Liu Zelong, Zhou Xin, Zhou Tao, Chen Yuanyuan
College of Computer Science, Sichuan University, Chengdu 610000, China.
School of Automation Engineering, University of Electronic Science and Technology of China, Chengdu 610054, China.
Sensors (Basel). 2023 Sep 29;23(19):8177. doi: 10.3390/s23198177.

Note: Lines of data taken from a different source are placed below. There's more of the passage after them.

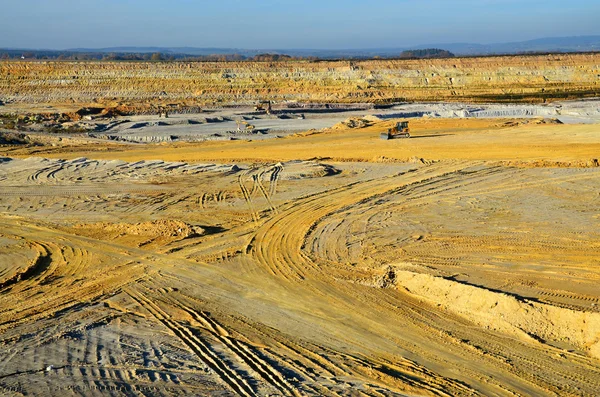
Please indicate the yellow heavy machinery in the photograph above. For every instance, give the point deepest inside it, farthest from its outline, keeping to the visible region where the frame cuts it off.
(247, 126)
(401, 130)
(263, 106)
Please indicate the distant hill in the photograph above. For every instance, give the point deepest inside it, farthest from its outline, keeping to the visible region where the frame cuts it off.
(549, 44)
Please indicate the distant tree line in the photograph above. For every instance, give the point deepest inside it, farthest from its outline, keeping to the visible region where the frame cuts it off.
(427, 53)
(157, 56)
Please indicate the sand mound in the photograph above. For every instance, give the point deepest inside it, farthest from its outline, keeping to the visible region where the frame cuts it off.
(502, 312)
(164, 230)
(306, 169)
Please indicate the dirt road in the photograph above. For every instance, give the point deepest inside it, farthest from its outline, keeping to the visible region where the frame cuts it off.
(462, 262)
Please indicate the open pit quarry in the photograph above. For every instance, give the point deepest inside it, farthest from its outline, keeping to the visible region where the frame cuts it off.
(137, 86)
(323, 261)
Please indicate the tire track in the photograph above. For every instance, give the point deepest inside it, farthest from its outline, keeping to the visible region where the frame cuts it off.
(239, 385)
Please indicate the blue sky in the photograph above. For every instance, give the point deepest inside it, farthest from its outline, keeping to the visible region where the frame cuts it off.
(333, 24)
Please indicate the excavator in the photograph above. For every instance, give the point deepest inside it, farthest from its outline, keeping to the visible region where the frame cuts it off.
(401, 130)
(247, 126)
(263, 106)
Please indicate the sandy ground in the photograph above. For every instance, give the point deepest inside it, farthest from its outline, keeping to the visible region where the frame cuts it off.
(463, 261)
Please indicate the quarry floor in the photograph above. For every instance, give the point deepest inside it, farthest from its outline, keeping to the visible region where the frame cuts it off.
(462, 261)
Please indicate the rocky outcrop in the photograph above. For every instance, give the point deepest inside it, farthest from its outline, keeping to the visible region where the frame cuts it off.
(489, 79)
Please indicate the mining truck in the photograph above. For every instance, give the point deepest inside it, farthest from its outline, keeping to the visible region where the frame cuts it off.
(401, 130)
(263, 106)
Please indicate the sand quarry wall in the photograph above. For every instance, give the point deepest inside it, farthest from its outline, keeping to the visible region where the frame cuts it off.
(511, 78)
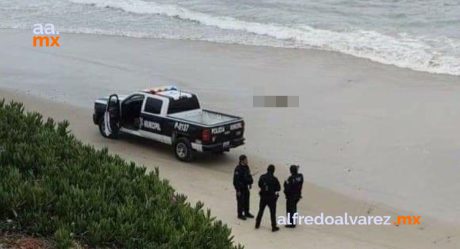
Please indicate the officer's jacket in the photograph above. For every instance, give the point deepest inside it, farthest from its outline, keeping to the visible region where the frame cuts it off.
(269, 185)
(242, 177)
(293, 186)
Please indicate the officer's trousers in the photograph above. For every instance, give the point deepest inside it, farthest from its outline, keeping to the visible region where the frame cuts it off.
(291, 209)
(269, 201)
(242, 202)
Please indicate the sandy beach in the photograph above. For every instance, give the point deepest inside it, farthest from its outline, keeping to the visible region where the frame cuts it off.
(371, 139)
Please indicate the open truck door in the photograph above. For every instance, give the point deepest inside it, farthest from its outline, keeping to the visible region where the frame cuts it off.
(110, 124)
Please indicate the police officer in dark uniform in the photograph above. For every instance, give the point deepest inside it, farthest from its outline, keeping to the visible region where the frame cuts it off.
(269, 188)
(293, 192)
(242, 181)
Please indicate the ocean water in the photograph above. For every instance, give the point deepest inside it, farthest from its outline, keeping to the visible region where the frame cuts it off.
(422, 35)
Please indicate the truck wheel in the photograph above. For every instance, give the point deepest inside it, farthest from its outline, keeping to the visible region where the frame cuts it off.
(183, 150)
(102, 130)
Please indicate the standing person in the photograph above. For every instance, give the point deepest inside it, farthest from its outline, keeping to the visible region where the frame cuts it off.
(293, 192)
(269, 188)
(242, 181)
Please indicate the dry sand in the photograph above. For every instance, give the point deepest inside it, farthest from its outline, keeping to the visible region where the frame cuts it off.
(370, 138)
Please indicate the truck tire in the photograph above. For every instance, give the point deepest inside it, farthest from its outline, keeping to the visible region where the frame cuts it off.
(183, 150)
(114, 134)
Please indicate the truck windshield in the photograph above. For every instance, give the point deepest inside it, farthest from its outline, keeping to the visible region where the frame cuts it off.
(183, 104)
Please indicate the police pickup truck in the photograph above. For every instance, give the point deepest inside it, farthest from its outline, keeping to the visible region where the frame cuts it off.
(170, 116)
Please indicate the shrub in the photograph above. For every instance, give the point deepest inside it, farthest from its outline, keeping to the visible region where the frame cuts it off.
(53, 185)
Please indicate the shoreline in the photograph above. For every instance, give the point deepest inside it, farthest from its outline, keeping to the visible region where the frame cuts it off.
(311, 49)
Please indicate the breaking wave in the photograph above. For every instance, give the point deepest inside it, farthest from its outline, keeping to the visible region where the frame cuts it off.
(401, 50)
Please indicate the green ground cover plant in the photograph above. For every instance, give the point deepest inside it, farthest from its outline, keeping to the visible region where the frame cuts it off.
(52, 185)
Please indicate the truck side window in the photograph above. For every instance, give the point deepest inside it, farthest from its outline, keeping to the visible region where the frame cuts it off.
(183, 104)
(153, 106)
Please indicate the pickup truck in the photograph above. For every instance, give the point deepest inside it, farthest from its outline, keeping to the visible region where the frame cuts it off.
(169, 116)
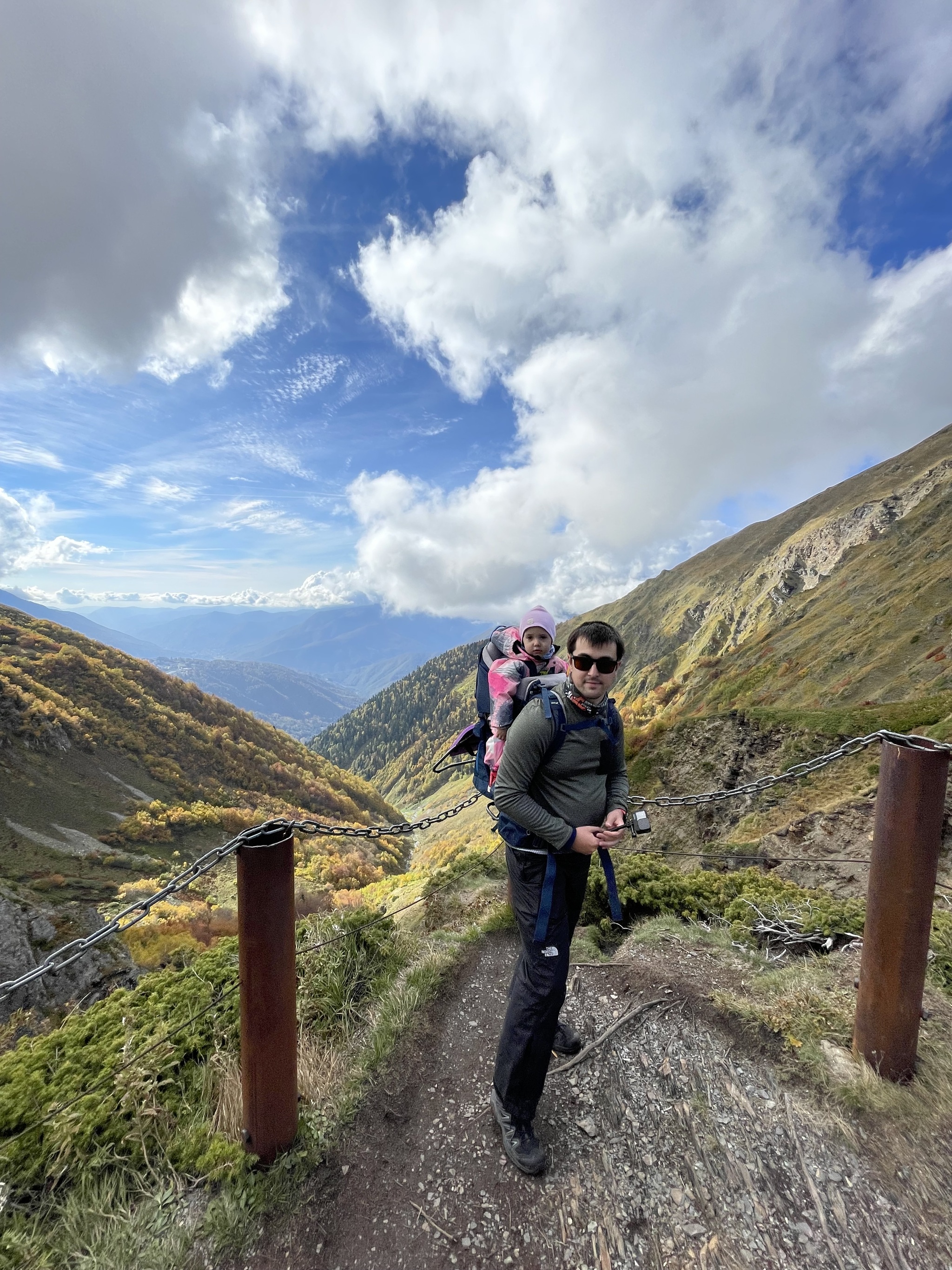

Estimating object counts within a single image or video frame represents a challenging yet pivotal task in the field of computer vision. Its increasing significance arises from its versatile applications across various domains, including public safety and urban planning. Among the various object counting tasks, crowd counting is particularly notable for its critical role in social security and urban planning. However, intricate backgrounds in images often lead to misidentifications, wherein the complex background is mistaken as the foreground, thereby inflating forecasting errors. Additionally, the uneven distribution of crowd density within the foreground further exacerbates predictive errors of the network. This paper introduces a novel architecture with a three-branch structure aimed at synergistically incorporating hierarchical foreground information and global scale information into density map estimation, thereby achieving more precise counting results. Hierarchical foreground information guides the network to perform distinct operations on regions with varying densities, while global scale information evaluates the overall density level of the image and adjusts the model's global predictions accordingly. We also systematically investigate and compare three potential locations for integrating hierarchical foreground information into the density estimation network, ultimately determining the most effective placement.Through extensive comparative experiments across three datasets, we demonstrate the superior performance of our proposed method.
估计单个图像或视频帧中的物体数量是计算机视觉领域一项具有挑战性但又至关重要的任务。其重要性日益凸显,源于其在包括公共安全和城市规划在内的各个领域的广泛应用。在各种物体计数任务中,人群计数因其在社会保障和城市规划中的关键作用而尤为显著。然而,图像中复杂的背景常常导致误识别,即复杂背景被误认作前景,从而夸大预测误差。此外,前景内人群密度的不均匀分布进一步加剧了网络的预测误差。本文介绍了一种具有三分支结构的新颖架构,旨在将分层前景信息和全局尺度信息协同整合到密度图估计中,从而获得更精确的计数结果。分层前景信息引导网络对密度不同的区域执行不同操作,而全局尺度信息评估图像的整体密度水平,并相应调整模型的全局预测。我们还系统地研究和比较了将分层前景信息整合到密度估计网络中的三个潜在位置,最终确定了最有效的放置位置。通过在三个数据集上进行广泛的对比实验,我们证明了所提方法的卓越性能。